CHICAGO (CBS) — A Chicago man on board a Spirit Airlines flight from Las Vegas to Chicago this past Monday died and 2 investigator Pam Zekman has learned there are questions about emergency training for staff and medical equipment on board that plane.
And those questions are coming from a former paramedic, who saw first-hand what happened.
Spirit Airlines Flight 356 from Las Vegas was approaching O’Hare when the pilot told passengers to prepare for landing.
But 41-year-old Christopher Allen did not move alarming the passenger behind him,
“He would not arouse, had no pulse and we called for the stewards that were toward the back of the plane,” said Lyle Daniels.
FAA regulations require that airplanes have an advanced medical equipment kit, emergency oxygen and a portable defibrillator similar to this readily accessible for use on passengers.

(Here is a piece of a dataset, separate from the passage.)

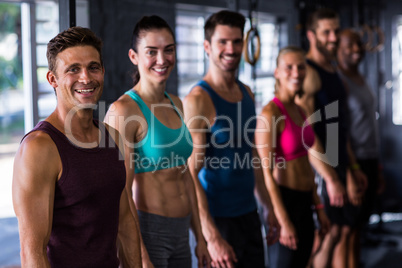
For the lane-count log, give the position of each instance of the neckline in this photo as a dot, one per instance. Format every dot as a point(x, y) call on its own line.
point(287, 114)
point(156, 118)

Daniels, a former paramedic, was traveling with his girlfriend. They say flight attendants found the defibrillator but did not know how to use it.

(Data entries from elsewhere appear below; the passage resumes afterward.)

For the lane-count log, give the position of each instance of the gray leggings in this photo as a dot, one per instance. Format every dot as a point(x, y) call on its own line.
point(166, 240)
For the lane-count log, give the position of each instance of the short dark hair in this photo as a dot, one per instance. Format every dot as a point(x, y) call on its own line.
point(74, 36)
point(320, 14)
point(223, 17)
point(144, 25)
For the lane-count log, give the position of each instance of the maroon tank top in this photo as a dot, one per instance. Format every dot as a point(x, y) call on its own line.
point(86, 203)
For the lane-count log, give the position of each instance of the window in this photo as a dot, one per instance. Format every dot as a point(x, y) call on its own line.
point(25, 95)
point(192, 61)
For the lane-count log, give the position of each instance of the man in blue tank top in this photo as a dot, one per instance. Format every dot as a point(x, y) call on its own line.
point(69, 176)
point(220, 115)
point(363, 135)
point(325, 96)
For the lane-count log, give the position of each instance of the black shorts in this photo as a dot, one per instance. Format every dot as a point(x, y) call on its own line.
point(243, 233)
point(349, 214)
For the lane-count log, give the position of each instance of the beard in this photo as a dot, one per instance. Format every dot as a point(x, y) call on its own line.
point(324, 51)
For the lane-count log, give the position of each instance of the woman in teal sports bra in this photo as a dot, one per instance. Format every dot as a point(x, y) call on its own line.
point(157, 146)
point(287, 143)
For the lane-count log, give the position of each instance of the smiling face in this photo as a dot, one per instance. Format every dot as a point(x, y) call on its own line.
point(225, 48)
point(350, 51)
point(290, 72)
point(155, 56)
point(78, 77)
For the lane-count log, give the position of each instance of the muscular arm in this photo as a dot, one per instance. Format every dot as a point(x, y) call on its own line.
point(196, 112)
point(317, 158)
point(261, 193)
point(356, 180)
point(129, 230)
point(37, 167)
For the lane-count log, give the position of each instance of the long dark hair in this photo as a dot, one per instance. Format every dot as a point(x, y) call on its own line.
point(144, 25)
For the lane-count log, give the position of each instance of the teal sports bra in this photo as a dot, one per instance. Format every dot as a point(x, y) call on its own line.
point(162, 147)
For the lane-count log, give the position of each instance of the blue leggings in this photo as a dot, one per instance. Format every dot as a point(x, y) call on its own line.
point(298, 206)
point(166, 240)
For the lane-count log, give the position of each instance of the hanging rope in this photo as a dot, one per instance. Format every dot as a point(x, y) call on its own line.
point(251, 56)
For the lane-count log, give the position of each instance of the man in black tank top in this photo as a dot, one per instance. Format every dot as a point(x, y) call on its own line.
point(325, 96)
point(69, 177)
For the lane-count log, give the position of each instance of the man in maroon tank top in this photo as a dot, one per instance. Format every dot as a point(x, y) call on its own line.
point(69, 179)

“They didn’t know how their equipment worked they had to look at directions,” said Valerie Lynn
“I ended up taking the chest pads, pulling the backing off of them and placing them on the victims chest,” said Daniels.
And the medical kit and oxygen airbag were not available
“I was told it was in the cockpit and they could not retrieve it. It’s shocking,” said Daniels.
The FAA requires airlines to train their staff at least every 24 months in how to use the equipment and administer CPR.
“The steward I was working with was not giving mouth to mouth properly. He wasn’t breathing hard enough into the victim. I had to keep instruction him to do so.”
After the plane landed, paramedics also worked on Allen but he failed to respond.
Now Daniels wants to talk to Allen’s wife.
Asked what he wants to tell her, Daniels responded, “That he was thinking of her. One of the last things he said was that he wanted to get home to his family.”
In a written statement Spirit airlines said its crews are required to master the use of all emergency medical equipment.
“Our crew, assisted by a professional paramedic traveling on the flight, did everything possible to assist our customer and should be commended for properly using their training in responding to this medical emergency,” the statement said.
The airline says it was saddened by Christopher Allen’s passing. The medical examiner has not yet determined the cause of his death.